In 2016, I spent 6 months in Nairobi, Kenya working with a social enterprise called Sanergy (coincidentally founded at MIT). Sanergy as a whole is aiming to solve the sanitation crisis in the world today, with over 2 billion people lacking access to adequate sanitation facilities. This population is diverse and widespread, spanning from Brazil to India, rural settings to urban slums. Governments and relief organizations haven’t been able to solve the problem at scale, and historically sanitation has been considered a public group so participation from the private section has been limited.

Sanergy is trying to solve this problem by using a two-pronged approach. On one side, their non-profit arm has created a novel, waterless toilet that’s sold at low cost to customers in Nairobi who lack access to clean sanitation facilities. Those individuals are also able to treat the toilets as a business, charging a small per use fee and are subsequently incentivized to keep the toilet clean and operational. On the other side, Sanergy’s for profit arm collects the waste and uses novel methods to process the waste into byproducts to sell to the market. Its current products are fertilizer and animal feed, with other products in the pipeline as well.

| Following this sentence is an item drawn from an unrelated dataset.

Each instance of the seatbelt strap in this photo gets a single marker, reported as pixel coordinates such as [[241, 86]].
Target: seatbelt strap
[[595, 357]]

I think a social enterprise like Sanergy well poised to solve this problem, because the problem intrinsically requires emotional motivation that comes with a mission driven organization, coupled with the innovation engine that comes from the private sector. To support this hypothesis, one can look back at attempts by the public sector or private sector in a silo. For example, India’s government has launched several campaigns to install toilets in slums and rural areas to decrease open defecation rates. The cost per toilet is much higher than what Sanergy can produce today, and most fall out of use after a period of time (however, the latest campaign in partnership with the Gates foundation shows promise). On the private site, a Japanese company called Lixil made a wildly successful low-cost toilet called SaTo which has sold over a million units thus far. The scale and impact of the toilet is irrefutable, but I believe SaTo misses the human element in its implementation. It sells the product through a network of vendors and distributors, but what happens with the product after it’s bought is not their concern. Solving this problem doesn’t just require innovation in design, but large-scale behavioral change as well.

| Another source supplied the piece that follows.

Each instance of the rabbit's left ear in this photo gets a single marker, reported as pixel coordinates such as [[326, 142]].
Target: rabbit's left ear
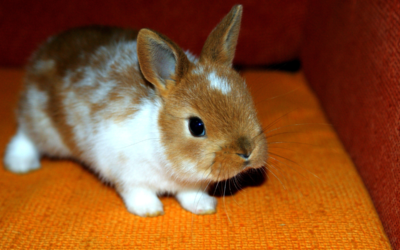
[[220, 45], [161, 61]]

The most obvious challenge with Sanergy’s approach, which they are well aware of, is scaling across regions and countries. The infrastructure required and regulatory hurdles faced with each expansion are significant, and even the disciplined expansion within Nairobi has been a challenge. According to the UN, inadequate sanitation affects over 2.3 billion in the world today. Solving at this scale requires a model that can be replicated efficiently and rapidly. If Sanergy can solve this challenge, I believe the model could very well be a critical part of the final answer in solving the global crisis.